I found the recipe for this dish in La Cucina Italiana magazine a while ago. I hadn’t prepared it because I needed to find fennel pollen. Well, the pollen was
obtained via the internet at http://www.zingermans.com/Product.aspx?ProductID=P-FEN– but then my son was here training for his upcoming mountain bike racing season in the Northeast – he doesn’t eat pork. So preparation of this dish had to wait until I was home by myself once again.

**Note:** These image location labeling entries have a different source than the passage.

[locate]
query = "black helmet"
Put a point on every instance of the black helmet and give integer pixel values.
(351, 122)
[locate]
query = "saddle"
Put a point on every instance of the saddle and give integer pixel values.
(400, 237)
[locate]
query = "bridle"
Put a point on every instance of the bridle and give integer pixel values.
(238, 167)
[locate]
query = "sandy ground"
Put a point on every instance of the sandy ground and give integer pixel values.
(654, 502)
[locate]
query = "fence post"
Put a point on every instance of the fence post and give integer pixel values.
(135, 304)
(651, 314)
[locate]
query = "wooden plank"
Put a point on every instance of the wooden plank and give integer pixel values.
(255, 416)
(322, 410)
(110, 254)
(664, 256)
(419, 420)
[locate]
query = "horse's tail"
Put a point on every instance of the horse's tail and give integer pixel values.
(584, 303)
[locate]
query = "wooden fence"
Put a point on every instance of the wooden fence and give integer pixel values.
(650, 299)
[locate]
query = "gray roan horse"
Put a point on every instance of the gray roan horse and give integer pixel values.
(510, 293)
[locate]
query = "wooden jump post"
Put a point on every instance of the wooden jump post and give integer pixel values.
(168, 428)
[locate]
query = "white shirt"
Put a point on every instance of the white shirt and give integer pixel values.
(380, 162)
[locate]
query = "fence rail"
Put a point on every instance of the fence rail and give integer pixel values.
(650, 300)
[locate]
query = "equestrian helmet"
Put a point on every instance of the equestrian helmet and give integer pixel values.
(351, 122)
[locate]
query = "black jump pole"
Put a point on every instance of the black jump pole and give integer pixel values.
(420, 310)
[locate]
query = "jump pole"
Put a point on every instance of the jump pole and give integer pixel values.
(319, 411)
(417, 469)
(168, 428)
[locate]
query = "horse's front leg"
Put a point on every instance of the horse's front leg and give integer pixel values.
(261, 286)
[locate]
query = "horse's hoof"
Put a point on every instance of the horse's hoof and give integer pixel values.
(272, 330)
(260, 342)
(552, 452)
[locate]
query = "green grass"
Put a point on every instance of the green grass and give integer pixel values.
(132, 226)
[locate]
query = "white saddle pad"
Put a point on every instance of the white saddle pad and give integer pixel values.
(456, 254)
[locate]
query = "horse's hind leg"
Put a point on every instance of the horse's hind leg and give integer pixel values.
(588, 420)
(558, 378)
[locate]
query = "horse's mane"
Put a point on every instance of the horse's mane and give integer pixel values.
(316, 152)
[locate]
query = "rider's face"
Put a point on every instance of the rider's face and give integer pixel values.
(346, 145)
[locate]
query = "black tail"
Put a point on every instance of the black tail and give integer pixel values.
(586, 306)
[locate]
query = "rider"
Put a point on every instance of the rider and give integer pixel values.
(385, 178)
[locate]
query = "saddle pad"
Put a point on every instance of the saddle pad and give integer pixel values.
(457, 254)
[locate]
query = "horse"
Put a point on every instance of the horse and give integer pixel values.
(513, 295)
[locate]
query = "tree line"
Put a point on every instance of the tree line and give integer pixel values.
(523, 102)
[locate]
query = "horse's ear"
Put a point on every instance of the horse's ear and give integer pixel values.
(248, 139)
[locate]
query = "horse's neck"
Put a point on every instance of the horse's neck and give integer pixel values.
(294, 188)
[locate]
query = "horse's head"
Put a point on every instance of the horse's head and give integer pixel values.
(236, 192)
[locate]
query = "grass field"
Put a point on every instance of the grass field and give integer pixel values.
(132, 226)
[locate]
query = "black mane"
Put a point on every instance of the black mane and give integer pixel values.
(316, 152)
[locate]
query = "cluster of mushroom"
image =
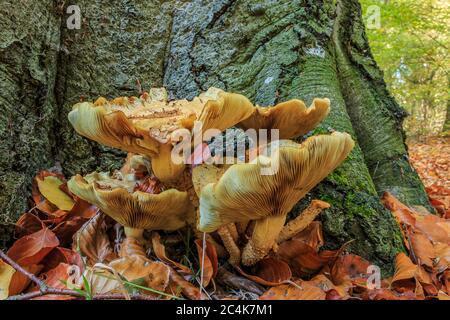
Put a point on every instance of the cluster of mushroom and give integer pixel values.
(234, 200)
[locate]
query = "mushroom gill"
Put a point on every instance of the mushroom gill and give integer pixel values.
(135, 210)
(292, 118)
(243, 193)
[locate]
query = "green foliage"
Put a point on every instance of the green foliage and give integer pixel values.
(411, 45)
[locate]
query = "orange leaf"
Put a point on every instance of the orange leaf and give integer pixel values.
(422, 248)
(160, 252)
(302, 258)
(62, 255)
(350, 267)
(312, 235)
(92, 241)
(20, 282)
(300, 290)
(268, 272)
(27, 224)
(33, 248)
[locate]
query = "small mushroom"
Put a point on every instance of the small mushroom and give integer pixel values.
(135, 210)
(243, 193)
(292, 118)
(145, 125)
(202, 175)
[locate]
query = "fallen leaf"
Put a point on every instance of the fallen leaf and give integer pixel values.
(27, 224)
(350, 267)
(422, 248)
(20, 282)
(64, 276)
(298, 290)
(6, 274)
(179, 284)
(160, 252)
(302, 221)
(32, 248)
(312, 235)
(268, 272)
(301, 258)
(62, 255)
(155, 275)
(49, 187)
(237, 282)
(93, 242)
(386, 294)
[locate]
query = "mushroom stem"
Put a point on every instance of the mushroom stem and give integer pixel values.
(230, 245)
(130, 247)
(263, 239)
(137, 234)
(233, 231)
(242, 226)
(163, 166)
(302, 220)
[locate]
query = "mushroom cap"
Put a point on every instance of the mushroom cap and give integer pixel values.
(292, 117)
(138, 210)
(145, 125)
(141, 125)
(243, 193)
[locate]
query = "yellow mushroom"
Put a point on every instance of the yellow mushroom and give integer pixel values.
(135, 210)
(292, 118)
(145, 125)
(202, 175)
(243, 193)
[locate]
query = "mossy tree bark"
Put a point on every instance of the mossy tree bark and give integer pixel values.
(267, 50)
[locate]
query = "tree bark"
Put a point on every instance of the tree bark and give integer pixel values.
(269, 51)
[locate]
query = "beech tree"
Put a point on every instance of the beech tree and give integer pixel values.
(270, 51)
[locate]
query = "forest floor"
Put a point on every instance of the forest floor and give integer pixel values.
(431, 159)
(67, 249)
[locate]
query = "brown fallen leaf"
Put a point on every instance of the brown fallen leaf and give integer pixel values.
(93, 242)
(350, 267)
(387, 294)
(27, 224)
(301, 258)
(268, 272)
(312, 235)
(303, 220)
(32, 248)
(421, 248)
(154, 275)
(62, 255)
(160, 252)
(237, 282)
(410, 277)
(20, 282)
(180, 285)
(298, 290)
(6, 274)
(64, 276)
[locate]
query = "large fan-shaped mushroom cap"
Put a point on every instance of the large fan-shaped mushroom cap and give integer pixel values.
(135, 210)
(292, 118)
(145, 125)
(243, 193)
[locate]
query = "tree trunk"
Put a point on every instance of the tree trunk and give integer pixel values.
(269, 51)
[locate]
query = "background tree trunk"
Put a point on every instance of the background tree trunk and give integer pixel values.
(269, 51)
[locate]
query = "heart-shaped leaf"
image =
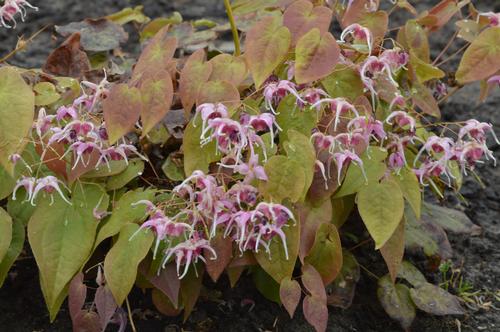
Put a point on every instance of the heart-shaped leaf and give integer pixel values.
(290, 293)
(122, 109)
(267, 46)
(17, 104)
(316, 55)
(381, 206)
(480, 60)
(121, 262)
(302, 16)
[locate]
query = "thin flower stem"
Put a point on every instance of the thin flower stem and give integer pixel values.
(132, 325)
(234, 30)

The side of the fennel pollen bottle says “fairy dust for food lovers – In twenty years of cooking and traveling I’ve never tasted anything else remotely like these tiny golden pollen that are taken from Tuscany’s wild fennel stalks. Its aroma is sweet, pungent and smells intensely of everything great about fennel, and then some.”
OMG this dish was unbelievably luscious! Now pork shoulder is ALWAYS fantastic, but with this “fairy dust” just absolutely “off the hook”!
Here’s the recipe (thanks to La Cucina Italiana Magazine) in case you want to try it:
- Fresh sage leaves
- Thyme sprigs, leaves only
- Rosemary sprigs, leaves only
- 4 garlic cloves
- 2 tablespoons wild fennel pollen
- 1 ½ teaspoons medium-coarse sea salt
- 1 ½ teaspoons ground black pepper
- 3–4 pound boneless pork shoulder
- 2 tablespoons extra-virgin olive oil
- 1 cup dry white wine
Finely chop the sage, thyme, rosemary and garlic. Place mixture in a small bowl, add the fennel pollen, salt and pepper and stir together.
Make ½ inch deep cuts all over the port and stuff with the herb mixture. Rub oil over the port and rub the remaining herb mixture over the entire roast. Pour the
wine over the pork and cook in a 250* oven for 4 ½ to 5 hours. I cooked this roast in my slow cooker.